Plain HTML

The response will be plain HTML if you do not explicitly specify the output types with your request. This applies to both whether JavaScript rendering is enabled or disabled.

Example request:

curl --request GET \
    --url 'https://app.scrapeautomate.com/api/scraper?api_key=<exampleToken>&render=false&url=https%3A%2F%2Fexample.com%2F'  
<!doctype html>
<html>
<head>
    <title>Example Domain</title>

    <meta charset="utf-8" />
    <meta http-equiv="Content-type" content="text/html; charset=utf-8" />
    <meta name="viewport" content="width=device-width, initial-scale=1" />
    <style type="text/css">
...

Markdown

ScrapeAutomate allows you to generate markdowns from a webpage very easily. By including the markdown=true parameter in your request, the response will be returned in Markdown format. This is useful for extracting content for LLMs or simplifying web data for better readability.

You can use this with both javascript rendering enabled or disabled, but you might need to use javascript rendering when loading dynamic content from a webpage.

Remember, ScrapeAutomate automatically removes unnecessary elements, such as navbars, from the body content.

curl --request GET \
    --url 'https://app.scrapeautomate.com/api/scraper?url=https%3A%2F%2Fexample.com%2F&api_key=<exampleToken>&markdown=true'  
https://example.com/
# Example Domain

This domain is for use in illustrative examples in documents. You may use this domain in literature without prior coordination or asking for permission.

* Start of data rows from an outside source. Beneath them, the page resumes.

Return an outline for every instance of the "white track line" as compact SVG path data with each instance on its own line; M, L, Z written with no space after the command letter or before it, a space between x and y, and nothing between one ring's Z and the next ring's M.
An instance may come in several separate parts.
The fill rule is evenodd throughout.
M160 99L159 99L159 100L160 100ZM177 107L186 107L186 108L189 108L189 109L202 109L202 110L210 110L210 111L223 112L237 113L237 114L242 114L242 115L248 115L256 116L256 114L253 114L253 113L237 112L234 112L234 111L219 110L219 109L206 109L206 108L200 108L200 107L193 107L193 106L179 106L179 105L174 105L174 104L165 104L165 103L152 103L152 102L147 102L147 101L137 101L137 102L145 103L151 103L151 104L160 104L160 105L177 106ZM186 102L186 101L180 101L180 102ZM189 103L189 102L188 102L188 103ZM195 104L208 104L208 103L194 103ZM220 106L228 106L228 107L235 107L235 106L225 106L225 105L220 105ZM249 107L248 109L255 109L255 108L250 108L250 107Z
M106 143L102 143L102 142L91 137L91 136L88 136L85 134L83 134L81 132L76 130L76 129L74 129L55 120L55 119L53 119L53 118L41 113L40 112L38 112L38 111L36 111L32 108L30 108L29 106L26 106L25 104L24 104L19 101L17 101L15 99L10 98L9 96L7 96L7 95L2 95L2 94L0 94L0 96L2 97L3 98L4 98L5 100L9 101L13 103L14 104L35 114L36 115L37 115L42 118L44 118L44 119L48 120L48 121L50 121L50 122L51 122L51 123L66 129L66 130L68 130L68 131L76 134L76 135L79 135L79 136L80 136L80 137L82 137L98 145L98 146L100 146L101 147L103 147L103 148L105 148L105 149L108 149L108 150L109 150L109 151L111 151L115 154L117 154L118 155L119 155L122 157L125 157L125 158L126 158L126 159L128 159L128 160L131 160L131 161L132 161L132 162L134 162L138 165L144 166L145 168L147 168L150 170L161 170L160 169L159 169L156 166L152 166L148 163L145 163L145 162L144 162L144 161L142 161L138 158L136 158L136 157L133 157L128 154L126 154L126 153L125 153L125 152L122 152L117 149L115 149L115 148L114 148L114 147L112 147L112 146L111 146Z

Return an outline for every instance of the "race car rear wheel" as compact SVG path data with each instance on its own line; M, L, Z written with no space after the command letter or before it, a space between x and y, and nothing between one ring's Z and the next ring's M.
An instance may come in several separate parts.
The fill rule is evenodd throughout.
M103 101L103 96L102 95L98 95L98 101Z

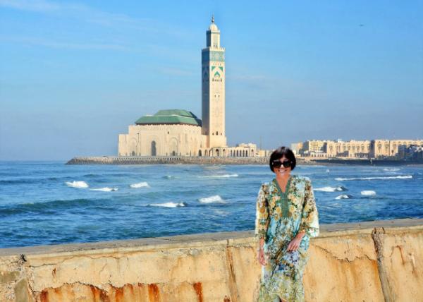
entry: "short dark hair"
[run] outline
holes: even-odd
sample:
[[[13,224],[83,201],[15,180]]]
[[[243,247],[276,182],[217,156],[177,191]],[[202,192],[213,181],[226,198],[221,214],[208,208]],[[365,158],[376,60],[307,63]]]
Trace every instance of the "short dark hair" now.
[[[295,155],[294,155],[294,152],[288,147],[279,147],[278,149],[274,150],[270,155],[270,160],[269,161],[269,165],[270,166],[270,169],[272,172],[274,172],[273,167],[273,162],[274,160],[279,159],[281,157],[285,156],[285,158],[290,161],[291,162],[291,171],[295,168],[297,165],[297,159],[295,159]]]

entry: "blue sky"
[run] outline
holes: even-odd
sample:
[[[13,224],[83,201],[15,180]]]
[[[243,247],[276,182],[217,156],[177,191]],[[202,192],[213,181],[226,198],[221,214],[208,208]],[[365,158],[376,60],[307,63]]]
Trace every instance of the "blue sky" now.
[[[201,118],[226,49],[228,143],[423,138],[423,2],[0,0],[0,159],[117,153],[140,116]]]

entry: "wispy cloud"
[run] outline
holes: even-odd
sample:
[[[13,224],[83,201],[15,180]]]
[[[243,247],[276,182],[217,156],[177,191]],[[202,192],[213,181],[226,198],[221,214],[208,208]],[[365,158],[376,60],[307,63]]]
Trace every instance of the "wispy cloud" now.
[[[0,6],[21,11],[42,13],[51,13],[60,9],[59,4],[43,0],[0,0]]]
[[[35,39],[29,37],[0,39],[0,40],[8,40],[10,42],[23,43],[29,45],[38,45],[45,47],[56,49],[66,49],[75,50],[129,50],[129,49],[124,45],[110,43],[75,43],[70,42],[68,41],[55,41],[46,39]]]
[[[181,68],[164,68],[159,70],[161,73],[170,76],[199,76],[200,73],[195,73],[192,71],[188,71],[186,69]]]
[[[101,26],[131,28],[150,32],[164,32],[180,35],[184,31],[148,18],[133,18],[124,13],[109,13],[78,3],[61,3],[45,0],[0,0],[0,6],[20,11],[68,17]]]

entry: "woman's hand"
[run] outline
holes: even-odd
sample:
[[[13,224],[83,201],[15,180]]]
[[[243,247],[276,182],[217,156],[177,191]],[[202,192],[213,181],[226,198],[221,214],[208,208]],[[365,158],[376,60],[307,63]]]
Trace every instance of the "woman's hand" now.
[[[297,250],[298,249],[298,247],[300,246],[300,243],[301,243],[301,241],[302,240],[302,237],[304,237],[305,234],[305,232],[303,232],[303,231],[298,233],[297,234],[297,236],[295,236],[294,237],[294,238],[288,245],[286,251],[287,252],[293,252],[295,250]]]
[[[257,260],[262,265],[266,265],[267,264],[266,262],[266,255],[264,255],[264,250],[263,250],[263,248],[260,248],[257,252]]]

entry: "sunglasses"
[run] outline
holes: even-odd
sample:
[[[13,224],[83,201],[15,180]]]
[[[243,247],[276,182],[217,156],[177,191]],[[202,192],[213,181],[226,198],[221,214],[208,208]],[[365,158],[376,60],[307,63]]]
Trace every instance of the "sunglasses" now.
[[[274,168],[280,168],[281,166],[283,166],[284,168],[288,168],[291,166],[291,164],[292,164],[292,162],[290,160],[286,160],[283,162],[281,162],[278,159],[274,160],[273,162],[271,163],[271,164],[273,165],[273,167]]]

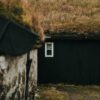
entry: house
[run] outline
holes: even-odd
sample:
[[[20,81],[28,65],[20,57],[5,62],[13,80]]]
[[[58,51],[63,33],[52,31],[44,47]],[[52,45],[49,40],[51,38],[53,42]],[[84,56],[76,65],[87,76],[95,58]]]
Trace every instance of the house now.
[[[38,50],[38,82],[100,84],[100,35],[48,35]]]

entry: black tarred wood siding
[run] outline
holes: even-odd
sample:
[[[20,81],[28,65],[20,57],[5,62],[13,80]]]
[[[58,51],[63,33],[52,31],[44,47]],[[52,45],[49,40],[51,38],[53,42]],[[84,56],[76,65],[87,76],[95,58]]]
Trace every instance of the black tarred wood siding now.
[[[100,84],[100,40],[58,39],[54,57],[45,58],[44,45],[38,51],[38,82]]]

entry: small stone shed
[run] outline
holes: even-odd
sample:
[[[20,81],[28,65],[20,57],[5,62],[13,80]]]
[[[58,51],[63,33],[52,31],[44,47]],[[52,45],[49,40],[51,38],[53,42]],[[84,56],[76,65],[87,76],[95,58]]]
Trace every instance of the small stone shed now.
[[[35,33],[0,17],[0,100],[33,100],[37,86],[38,40]],[[32,61],[29,72],[28,59]]]

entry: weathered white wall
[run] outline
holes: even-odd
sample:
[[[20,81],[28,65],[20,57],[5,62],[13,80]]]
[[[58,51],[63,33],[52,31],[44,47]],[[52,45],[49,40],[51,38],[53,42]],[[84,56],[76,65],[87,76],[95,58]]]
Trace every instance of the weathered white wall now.
[[[29,97],[37,86],[37,50],[30,53],[32,64],[29,74]],[[0,100],[24,100],[27,55],[19,57],[0,56]]]

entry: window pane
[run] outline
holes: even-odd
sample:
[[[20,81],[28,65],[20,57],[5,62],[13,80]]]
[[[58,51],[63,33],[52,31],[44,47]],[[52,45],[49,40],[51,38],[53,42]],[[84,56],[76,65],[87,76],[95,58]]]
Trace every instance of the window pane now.
[[[51,50],[47,50],[47,55],[52,55],[52,51]]]
[[[47,44],[47,50],[51,50],[52,49],[52,44]]]

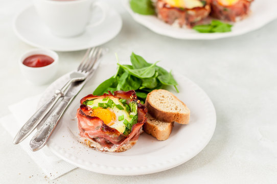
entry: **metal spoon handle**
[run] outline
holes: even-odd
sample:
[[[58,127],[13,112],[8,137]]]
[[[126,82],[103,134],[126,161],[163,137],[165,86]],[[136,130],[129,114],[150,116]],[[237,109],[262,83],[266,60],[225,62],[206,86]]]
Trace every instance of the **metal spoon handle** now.
[[[62,94],[56,93],[53,95],[30,119],[23,125],[13,140],[13,144],[18,144],[26,138],[41,122],[47,113],[55,105]]]

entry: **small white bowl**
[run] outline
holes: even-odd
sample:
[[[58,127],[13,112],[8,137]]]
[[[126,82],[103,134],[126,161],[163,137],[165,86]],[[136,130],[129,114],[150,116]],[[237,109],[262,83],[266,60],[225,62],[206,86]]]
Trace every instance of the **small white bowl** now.
[[[27,57],[37,54],[42,54],[52,57],[54,62],[45,66],[33,67],[26,66],[23,61]],[[49,82],[58,71],[59,56],[52,51],[35,49],[30,50],[24,54],[19,59],[19,67],[23,75],[30,81],[35,84],[42,85]]]

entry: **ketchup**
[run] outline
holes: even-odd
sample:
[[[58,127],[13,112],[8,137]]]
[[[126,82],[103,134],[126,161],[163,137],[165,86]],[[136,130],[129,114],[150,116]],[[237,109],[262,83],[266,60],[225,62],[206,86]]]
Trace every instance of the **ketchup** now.
[[[51,57],[42,54],[30,56],[23,61],[23,64],[29,67],[38,67],[47,66],[54,62]]]

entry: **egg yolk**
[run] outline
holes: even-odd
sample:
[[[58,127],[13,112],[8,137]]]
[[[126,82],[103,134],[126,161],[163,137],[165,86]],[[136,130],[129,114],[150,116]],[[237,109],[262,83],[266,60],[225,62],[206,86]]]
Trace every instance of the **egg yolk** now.
[[[183,0],[166,0],[165,2],[174,7],[185,7]]]
[[[109,126],[113,125],[116,119],[116,114],[114,112],[102,107],[93,109],[90,116],[99,118],[104,121],[104,123]]]
[[[239,0],[218,0],[220,4],[223,6],[231,6],[238,3]]]

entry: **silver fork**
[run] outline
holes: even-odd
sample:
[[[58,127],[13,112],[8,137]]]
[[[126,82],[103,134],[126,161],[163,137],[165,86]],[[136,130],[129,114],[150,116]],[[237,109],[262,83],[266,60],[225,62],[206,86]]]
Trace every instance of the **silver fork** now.
[[[64,96],[68,86],[74,82],[84,80],[91,71],[96,60],[94,59],[101,51],[98,48],[90,48],[86,51],[77,70],[70,74],[70,80],[60,89],[56,90],[55,94],[41,106],[23,125],[13,140],[13,144],[18,144],[26,138],[39,124],[43,118],[54,107],[60,98]]]

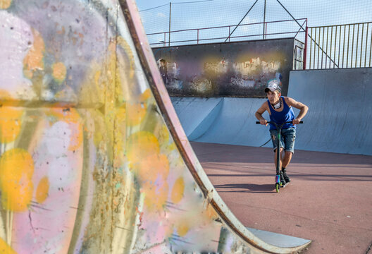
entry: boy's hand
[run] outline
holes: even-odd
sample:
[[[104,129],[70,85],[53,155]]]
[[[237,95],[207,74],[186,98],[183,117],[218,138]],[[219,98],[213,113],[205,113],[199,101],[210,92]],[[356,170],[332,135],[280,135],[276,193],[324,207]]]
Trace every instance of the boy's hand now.
[[[301,121],[301,119],[294,119],[292,123],[293,124],[299,124],[299,122]]]
[[[264,125],[266,126],[267,126],[267,121],[264,119],[264,120],[260,120],[260,123],[262,124],[262,125]]]

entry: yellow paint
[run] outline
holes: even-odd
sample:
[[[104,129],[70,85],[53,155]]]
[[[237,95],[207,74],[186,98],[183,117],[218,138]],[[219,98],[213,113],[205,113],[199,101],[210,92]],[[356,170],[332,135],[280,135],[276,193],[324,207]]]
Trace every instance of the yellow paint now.
[[[190,225],[187,220],[183,219],[179,222],[177,226],[177,233],[180,236],[185,236],[190,230]]]
[[[136,126],[140,123],[146,115],[147,107],[144,103],[127,102],[128,125],[129,126]]]
[[[9,8],[12,0],[0,0],[0,9],[6,9]]]
[[[115,116],[115,142],[113,157],[113,166],[119,168],[126,162],[125,148],[125,108],[118,108],[116,110]]]
[[[25,150],[14,148],[0,158],[0,190],[3,207],[13,212],[27,210],[33,192],[34,161]]]
[[[158,139],[148,131],[137,131],[128,139],[127,156],[132,164],[140,162],[148,156],[159,153]]]
[[[0,107],[0,143],[14,141],[18,136],[23,110],[10,107]]]
[[[144,90],[144,92],[140,97],[140,102],[144,102],[151,97],[151,92],[149,88]]]
[[[185,181],[183,180],[183,178],[180,177],[175,181],[173,185],[173,188],[172,188],[172,202],[175,204],[177,204],[178,202],[181,201],[182,198],[183,198],[184,191]]]
[[[36,189],[35,199],[38,203],[42,203],[48,197],[49,191],[49,180],[47,176],[44,176],[39,182]]]
[[[26,77],[32,78],[37,70],[44,70],[44,53],[45,44],[42,35],[35,29],[32,29],[34,44],[23,59],[23,72]]]
[[[58,62],[53,64],[51,66],[53,70],[52,75],[53,78],[58,82],[61,83],[66,78],[67,73],[66,68],[63,63]]]
[[[0,238],[1,254],[17,254],[17,253],[5,241]]]

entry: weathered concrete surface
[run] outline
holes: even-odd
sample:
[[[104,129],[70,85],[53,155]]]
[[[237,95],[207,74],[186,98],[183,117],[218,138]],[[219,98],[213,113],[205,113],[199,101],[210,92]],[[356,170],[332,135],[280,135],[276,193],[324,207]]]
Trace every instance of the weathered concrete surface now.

[More information...](https://www.iana.org/domains/example)

Screenshot

To capture a screenshot of the webpage, we provide two query parameters. Screenshots are currently available only in PNG format:

  • screenshot: Capture a screenshot of the visible area of the webpage.
  • screenshot_full_page: It captures a screenshot of the entire webpage, including the parts that are not visible.

Since screenshots rely on rendering the page visually, JavaScript rendering must be enabled to use this feature.

Screenshot of Visible Area

To capture a screenshot of the visible area, include the screenshot query parameter and set it to true with a request. The response will contain a png image.

curl --request GET \
    --url 'https://app.scrapeautomate.com/api/scraper?api_key=<exampleToken>&render=true&url=https%3A%2F%2Fexample.com%2F&screenshot=true'  

Full Page Screenshot

To capture a screenshot of the entire page, set the screenshot_full_page parameter to true. This will take a full-page screenshot of the webpage and return it as part of the API response.

curl --request GET \
    --url 'https://app.scrapeautomate.com/api/scraper?api_key=<exampleToken>&render=true&url=https%3A%2F%2Fexample.com%2F&screenshot_full_page=true'  

Webhook

If you prefer to have your responses sent to a webhook instead of receiving them directly, you can utilize our Webhook feature. To use the webhook you need to simply include your webhook_url in the query parameters, and the API will send the response to that webhook. You can receive all types of responses, including HTML, Markdown, and screenshots.

curl --request GET \
    --url 'http://localhost:8002/api/scraper?api_key=<exampleToken>&render=true&url=https%253A%252F%252Fexample.com%252Fees&config=%7B%22window_width%22%3A1920%2C%22window_height%22%3A1080%7D&webhook_url=https%3A%2F%2Fwebhook.site%2F7132edb4-8590-4bc0-9055-30e2153936d1'  

When you call the API, it will automatically send the response to the specified webhook instead of returning the response data directly to the requester. However, you will still receive a confirmation indicating whether or not the webhook was successfully triggered. Here’s an example:

{
  "status": "ok",
  "message": "Webhook sent successfully"
}

One important thing to note is that if you use a webhook, you will always receive a success message in response to your API request, even if an error occurs during the scraping process. Any errors encountered will be sent directly to the webhook rather than being returned in the main request.

This functionality also applies to API workflows. Just ensure that you include the webhook URL in the query parameters when creating or editing the workflow. This way, when you send a request to the scraper route, the response will be delivered directly to the specified webhook.